92.空腹は最高の調味料(2)

 首だけ出した青猫に、にこにこと愛想よく手を振る。おいでおいでと手招きされ、用心しながら上半身を出した猫の首を掴んで引っ張り出した。小さいサイズで出てくれて助かった。ほっとしながら「大きくなれ」と命令してみる。


『え、やだ』


「……解約すっぞ」


 脅されて従う青猫もどうかと思う。もそもそと動いて巨大化したところに、ぼふんと飛び込んだ。やっぱり猫の毛皮は柔らかい。幸せな気分で揉んでいると、『あ、そこは……だめぇ』とやらしい声が毛皮から漏れた。


「ちょ、ブラウ。変な誤解されるだろ」


『だってぇ……主が、無理やりぃ』


 こいつ、分かっててやってる。確信をもって、抱き枕サイズの尻尾をぎゅっと握った。両手で握りつぶすと『ぎにゃああああ!』と変な声が漏れる。くすくす笑いながら毛皮から顔を上げると、仕返しとばかり顔を舐めまわされた。


「ちょ、口は。こらっ……やめぇ……あ、はな、せ」


 擽ったさに我慢できずにのたうち回る。猫の舌はざらざらだし、顔くらいならともかく首筋は笑ってしまう。顔から首筋、脇にいたるまでべろべろに舐められたあげく、息も絶え絶えに身を起こせば、ジャックが困ったような顔で立っていた。

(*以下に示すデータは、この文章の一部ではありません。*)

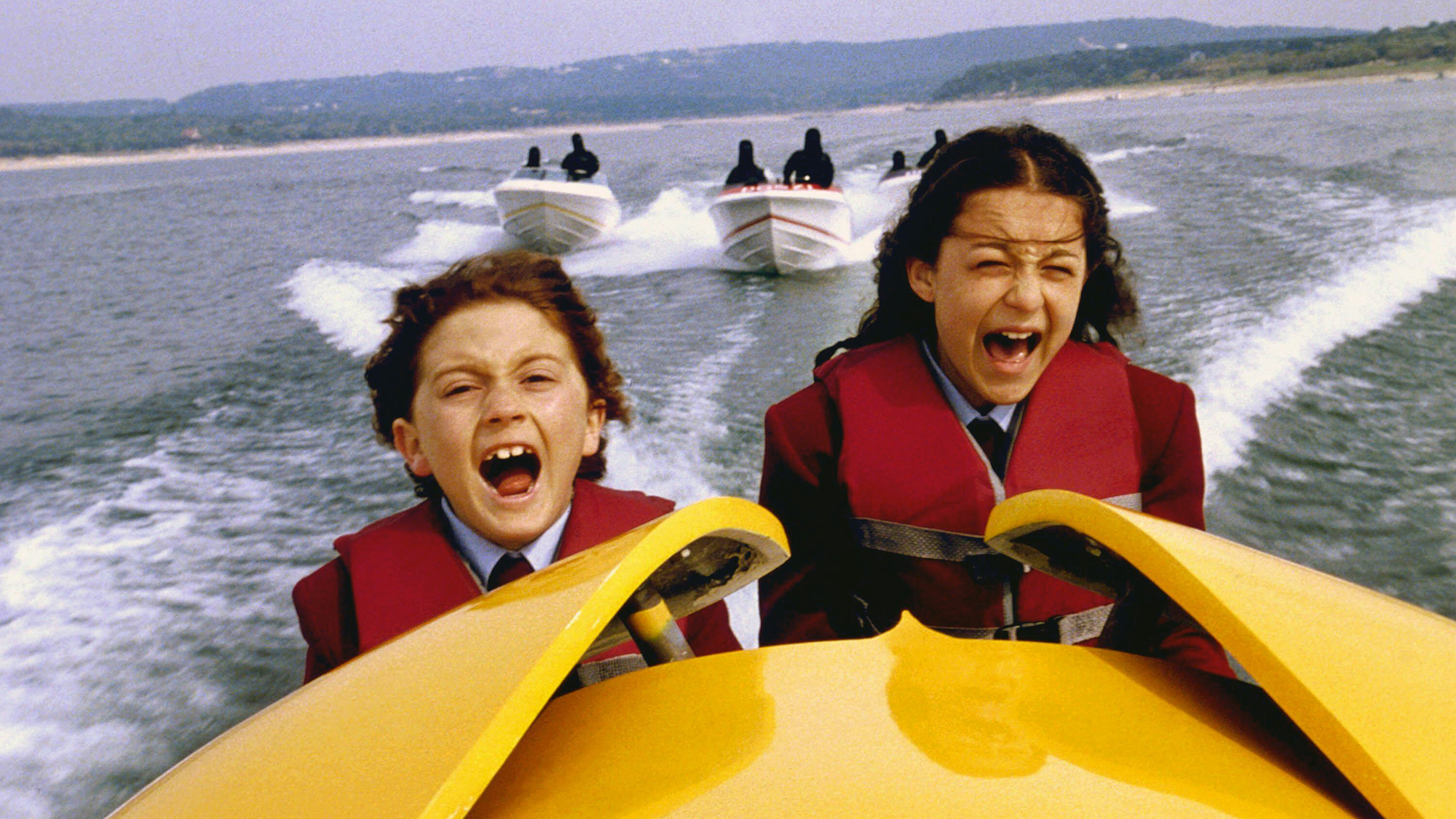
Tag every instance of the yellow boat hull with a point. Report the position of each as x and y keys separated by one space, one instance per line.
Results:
x=1356 y=716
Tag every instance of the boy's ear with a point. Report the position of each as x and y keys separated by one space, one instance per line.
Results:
x=922 y=279
x=407 y=443
x=596 y=417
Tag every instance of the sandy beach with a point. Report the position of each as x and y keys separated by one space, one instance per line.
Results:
x=365 y=143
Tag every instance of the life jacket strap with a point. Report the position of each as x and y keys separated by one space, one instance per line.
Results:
x=1064 y=628
x=592 y=673
x=938 y=544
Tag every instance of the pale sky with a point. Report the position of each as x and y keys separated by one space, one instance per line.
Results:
x=167 y=49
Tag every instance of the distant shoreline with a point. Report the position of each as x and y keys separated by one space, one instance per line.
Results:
x=366 y=143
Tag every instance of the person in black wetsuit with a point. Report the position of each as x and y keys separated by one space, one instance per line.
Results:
x=746 y=173
x=898 y=167
x=810 y=165
x=580 y=164
x=935 y=149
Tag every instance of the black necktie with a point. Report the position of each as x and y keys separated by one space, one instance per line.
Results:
x=507 y=569
x=992 y=439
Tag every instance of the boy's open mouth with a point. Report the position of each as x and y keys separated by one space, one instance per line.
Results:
x=512 y=470
x=1011 y=346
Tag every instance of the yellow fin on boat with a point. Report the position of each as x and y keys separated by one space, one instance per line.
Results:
x=1372 y=681
x=419 y=726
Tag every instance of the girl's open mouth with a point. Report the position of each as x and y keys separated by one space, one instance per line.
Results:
x=512 y=470
x=1011 y=347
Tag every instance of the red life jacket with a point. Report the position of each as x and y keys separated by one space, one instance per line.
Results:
x=403 y=571
x=906 y=459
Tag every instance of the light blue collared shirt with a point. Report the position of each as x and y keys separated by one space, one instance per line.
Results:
x=1000 y=413
x=483 y=554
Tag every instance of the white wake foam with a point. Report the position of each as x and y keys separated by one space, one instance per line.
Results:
x=1119 y=155
x=347 y=302
x=464 y=199
x=675 y=232
x=1122 y=206
x=445 y=241
x=1263 y=365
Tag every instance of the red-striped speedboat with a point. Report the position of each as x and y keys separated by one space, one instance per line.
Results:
x=784 y=228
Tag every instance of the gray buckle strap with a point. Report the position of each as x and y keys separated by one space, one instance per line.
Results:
x=1064 y=628
x=1133 y=502
x=917 y=541
x=592 y=673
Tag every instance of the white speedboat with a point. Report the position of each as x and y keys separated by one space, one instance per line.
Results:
x=784 y=228
x=555 y=215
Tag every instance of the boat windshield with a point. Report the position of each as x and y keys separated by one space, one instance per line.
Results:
x=554 y=175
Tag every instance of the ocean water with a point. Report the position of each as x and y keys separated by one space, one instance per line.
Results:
x=186 y=429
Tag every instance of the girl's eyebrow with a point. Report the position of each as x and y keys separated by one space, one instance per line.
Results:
x=1005 y=241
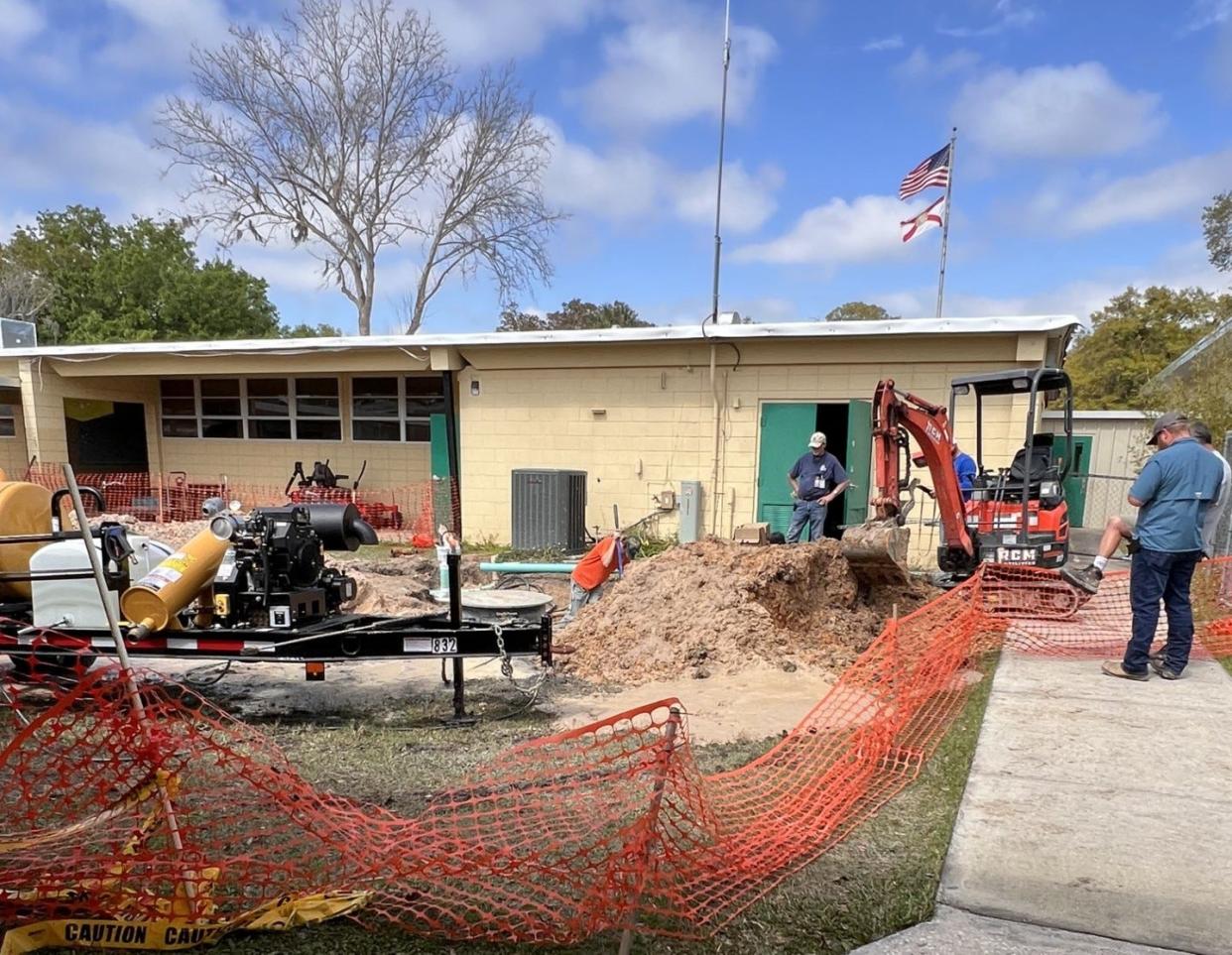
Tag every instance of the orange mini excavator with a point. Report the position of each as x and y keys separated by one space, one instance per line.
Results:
x=1014 y=516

 そうだよな、料理作る前に何してるんだ、って話ですよ。遊んでる場合じゃなかった。


「ごめん」


 詫びると、ノアが横からぼそっと呟いた。


「おかずにされっから、大人しくしてろ」


 食事はまだ作ってないぞと首をかしげるが、残念なことに前かがみの一部の傭兵さんの姿に状況を把握した。子供の声って甲高くて確かに女っぽいよな。こんな戦場明けの場所で上げていい声じゃなかった。これはもう、いろいろ仕方ない。


「本当にごめん」


 重ねて謝ると、複雑そうな顔をした連中に目を逸らされた。大人の事情は理解したので、大人しくパンを焼くためのかまどを……あれ? レンガ畳の広場に作ったら怒られるかも。


「なあ、火を焚いていいの?」


「普通にダメだろ」


 あ、やっぱり普通にダメなんだ。街が火事になると困るし、確かにダメだろう。でも料理はどうすればいいんだ? うーん、この冷えた夜に冷たい飯は可哀そうだぞ。これなら野宿の方が火を焚けるだけマシだったかも知れない。


「電子レンジがあればいいのに」


 あれなら電気でチン! 火も出ないし便利だ。そんなことを呟いたオレの足元で、毛繕いを終えたブラウが「あのスイッチ押すやつか」と理解を示した。原理はわかってないだろうが、アニメを観た時に覚えたらしい。